All of this leads us to consider a strange command Jesus gave in this week’s Mark passage. After a transformative mountaintop experience, Jesus warned the three apostles who were with Him “to tell no one about what they had seen.”
What had Peter, James, and John seen?
They saw Jesus meeting with Moses, the founding leader of Israel, its first prophet and first judge. Even more to the point, with God’s help, Moses had led a successful revolution: He led the Israelites out of bondage to the Tsar of that age, the Pharaoh of Egypt. In Jesus’ time, Moses would be the “poster boy” for zealots wishing to throw off the yoke of the Roman Empire.
They also saw Jesus talking with Elijah, the “super” prophet of Israel’s history, who had stood up to an evil king and queen who worshipped a false god. As you can see in this week’s passage from 2 Kings, Elijah’s presence was considered essential to Israel’s protection against its enemies. When he was whisked away by the fiery chariot, his disciple despaired for what would befall Israel’s army with Elijah gone.

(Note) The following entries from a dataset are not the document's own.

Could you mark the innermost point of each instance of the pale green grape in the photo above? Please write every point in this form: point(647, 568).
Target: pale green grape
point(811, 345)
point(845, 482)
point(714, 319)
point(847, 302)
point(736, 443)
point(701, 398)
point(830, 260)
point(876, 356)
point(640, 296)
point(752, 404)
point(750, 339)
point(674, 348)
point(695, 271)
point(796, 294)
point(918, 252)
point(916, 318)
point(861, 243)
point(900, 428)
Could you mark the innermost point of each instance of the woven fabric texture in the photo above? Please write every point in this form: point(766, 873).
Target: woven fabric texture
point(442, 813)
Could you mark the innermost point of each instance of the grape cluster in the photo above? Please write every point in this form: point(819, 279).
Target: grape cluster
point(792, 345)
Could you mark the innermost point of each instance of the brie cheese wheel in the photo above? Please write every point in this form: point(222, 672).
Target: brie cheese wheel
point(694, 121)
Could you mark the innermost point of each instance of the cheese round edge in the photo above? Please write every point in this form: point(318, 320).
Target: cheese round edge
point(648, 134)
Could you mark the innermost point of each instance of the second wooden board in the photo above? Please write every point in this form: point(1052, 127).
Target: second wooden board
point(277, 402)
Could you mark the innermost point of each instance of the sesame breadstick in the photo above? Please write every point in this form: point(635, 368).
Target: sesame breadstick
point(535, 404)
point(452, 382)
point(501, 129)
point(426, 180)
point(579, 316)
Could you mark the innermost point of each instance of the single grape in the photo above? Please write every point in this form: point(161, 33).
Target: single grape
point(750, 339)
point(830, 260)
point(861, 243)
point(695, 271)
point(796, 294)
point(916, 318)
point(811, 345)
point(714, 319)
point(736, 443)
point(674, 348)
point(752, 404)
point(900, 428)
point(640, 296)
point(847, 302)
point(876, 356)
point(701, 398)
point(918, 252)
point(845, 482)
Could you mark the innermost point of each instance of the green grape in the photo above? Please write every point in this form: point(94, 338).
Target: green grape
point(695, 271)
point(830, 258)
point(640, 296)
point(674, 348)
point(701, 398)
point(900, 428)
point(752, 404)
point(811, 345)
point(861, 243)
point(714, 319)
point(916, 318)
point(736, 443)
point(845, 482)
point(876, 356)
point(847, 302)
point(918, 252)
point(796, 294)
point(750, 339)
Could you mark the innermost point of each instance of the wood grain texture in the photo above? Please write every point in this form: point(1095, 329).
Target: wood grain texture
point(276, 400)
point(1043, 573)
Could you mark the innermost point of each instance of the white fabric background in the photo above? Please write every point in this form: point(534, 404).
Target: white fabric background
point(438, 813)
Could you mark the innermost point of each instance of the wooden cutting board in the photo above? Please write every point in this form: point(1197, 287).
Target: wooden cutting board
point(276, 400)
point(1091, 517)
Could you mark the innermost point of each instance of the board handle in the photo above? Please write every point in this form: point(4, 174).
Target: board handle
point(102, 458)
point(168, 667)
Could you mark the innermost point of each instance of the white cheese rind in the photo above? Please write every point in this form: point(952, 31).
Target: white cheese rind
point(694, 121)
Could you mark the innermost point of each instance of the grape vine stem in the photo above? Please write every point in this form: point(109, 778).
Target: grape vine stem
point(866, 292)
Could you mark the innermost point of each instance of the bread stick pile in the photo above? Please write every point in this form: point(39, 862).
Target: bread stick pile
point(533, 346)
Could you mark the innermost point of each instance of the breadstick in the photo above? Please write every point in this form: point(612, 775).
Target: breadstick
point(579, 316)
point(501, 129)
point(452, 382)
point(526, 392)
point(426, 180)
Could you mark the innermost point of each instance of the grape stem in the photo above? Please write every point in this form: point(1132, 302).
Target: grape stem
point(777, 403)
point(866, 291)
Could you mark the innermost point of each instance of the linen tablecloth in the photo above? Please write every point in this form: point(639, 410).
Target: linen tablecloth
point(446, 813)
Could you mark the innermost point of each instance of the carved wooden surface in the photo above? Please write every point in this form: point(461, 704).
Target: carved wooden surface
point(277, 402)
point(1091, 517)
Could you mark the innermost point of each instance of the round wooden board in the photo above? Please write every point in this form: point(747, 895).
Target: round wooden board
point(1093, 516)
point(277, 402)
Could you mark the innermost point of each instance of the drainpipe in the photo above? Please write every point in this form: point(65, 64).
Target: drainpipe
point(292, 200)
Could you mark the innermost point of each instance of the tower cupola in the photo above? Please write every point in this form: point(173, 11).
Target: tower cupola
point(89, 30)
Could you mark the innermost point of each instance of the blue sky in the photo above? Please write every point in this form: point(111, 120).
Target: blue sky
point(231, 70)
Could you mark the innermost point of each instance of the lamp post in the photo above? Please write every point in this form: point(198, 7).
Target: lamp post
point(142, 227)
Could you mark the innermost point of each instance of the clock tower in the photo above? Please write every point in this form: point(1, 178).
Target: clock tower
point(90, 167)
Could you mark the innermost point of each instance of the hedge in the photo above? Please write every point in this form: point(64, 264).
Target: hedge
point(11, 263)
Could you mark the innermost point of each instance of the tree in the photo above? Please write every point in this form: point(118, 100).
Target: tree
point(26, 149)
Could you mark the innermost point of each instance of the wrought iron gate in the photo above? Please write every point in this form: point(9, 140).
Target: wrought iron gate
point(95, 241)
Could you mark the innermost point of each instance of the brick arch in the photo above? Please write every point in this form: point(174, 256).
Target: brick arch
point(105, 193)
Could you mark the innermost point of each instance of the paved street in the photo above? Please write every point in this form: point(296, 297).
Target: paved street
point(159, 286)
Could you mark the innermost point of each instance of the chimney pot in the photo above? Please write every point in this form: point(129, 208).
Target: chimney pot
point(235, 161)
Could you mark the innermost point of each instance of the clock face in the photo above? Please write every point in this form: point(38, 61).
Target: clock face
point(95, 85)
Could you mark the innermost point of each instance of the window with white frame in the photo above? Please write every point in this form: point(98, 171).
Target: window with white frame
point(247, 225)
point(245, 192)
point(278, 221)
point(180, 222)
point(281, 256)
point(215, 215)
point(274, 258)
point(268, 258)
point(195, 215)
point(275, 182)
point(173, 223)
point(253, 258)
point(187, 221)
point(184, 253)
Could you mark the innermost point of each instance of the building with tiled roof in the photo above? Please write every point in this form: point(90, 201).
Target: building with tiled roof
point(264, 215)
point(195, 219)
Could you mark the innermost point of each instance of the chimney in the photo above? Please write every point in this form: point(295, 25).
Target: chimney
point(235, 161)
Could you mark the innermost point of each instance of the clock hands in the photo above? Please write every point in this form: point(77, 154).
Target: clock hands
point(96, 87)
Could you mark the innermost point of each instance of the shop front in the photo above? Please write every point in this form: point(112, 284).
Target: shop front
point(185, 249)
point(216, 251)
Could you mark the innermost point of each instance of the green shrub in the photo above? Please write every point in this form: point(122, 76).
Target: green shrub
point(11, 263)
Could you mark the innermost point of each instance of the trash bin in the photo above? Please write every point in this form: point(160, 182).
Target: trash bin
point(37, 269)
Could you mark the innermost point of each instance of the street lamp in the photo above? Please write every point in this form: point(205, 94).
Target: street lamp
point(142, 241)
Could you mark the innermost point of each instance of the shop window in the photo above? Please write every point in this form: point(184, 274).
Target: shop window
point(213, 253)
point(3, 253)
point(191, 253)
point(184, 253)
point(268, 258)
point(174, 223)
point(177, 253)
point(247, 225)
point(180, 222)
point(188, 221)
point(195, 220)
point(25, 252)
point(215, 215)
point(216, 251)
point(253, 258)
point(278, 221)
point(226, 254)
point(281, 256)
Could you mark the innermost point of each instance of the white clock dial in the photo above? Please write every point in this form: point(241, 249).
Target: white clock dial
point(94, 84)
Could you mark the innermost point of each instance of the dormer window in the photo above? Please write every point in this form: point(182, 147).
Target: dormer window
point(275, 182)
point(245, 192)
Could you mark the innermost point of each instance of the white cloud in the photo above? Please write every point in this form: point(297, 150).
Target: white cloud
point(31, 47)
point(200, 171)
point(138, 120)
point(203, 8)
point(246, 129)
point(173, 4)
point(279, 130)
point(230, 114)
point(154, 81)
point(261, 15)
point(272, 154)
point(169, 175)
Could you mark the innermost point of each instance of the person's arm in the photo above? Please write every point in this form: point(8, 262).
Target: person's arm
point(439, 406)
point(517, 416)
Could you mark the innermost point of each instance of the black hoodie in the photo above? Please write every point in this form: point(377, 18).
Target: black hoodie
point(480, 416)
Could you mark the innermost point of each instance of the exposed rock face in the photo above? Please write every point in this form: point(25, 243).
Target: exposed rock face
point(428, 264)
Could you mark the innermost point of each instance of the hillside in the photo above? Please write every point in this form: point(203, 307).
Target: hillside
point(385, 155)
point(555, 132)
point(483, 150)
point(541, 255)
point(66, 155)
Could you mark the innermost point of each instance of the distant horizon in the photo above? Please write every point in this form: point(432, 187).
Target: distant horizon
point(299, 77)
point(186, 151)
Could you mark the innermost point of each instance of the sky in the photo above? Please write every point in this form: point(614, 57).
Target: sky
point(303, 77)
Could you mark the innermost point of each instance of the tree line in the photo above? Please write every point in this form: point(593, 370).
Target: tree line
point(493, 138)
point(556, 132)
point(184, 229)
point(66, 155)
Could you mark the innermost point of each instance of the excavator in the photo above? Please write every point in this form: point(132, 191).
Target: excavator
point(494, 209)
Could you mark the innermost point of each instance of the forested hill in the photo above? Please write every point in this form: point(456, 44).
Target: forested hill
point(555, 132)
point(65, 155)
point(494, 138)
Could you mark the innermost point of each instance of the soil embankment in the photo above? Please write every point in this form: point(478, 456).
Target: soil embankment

Meanwhile, they had to travel down from their mountaintop experience to rejoin everyone else who had been living the usual mountain-bottom experiences. Many of those at the bottom, chafing under Roman rule, were wondering if Jesus might be the one who would overthrow Caesar.
Jesus warned His three disciples not to tell what they had seen until after He was raised from the dead. They didn’t understand that last part, but they kept silent. Telling those at the bottom of the mountain who Jesus met on the top of the mountain could be incendiary.
What happened on the mountaintop needed to stay on the mountaintop—at least for the time being.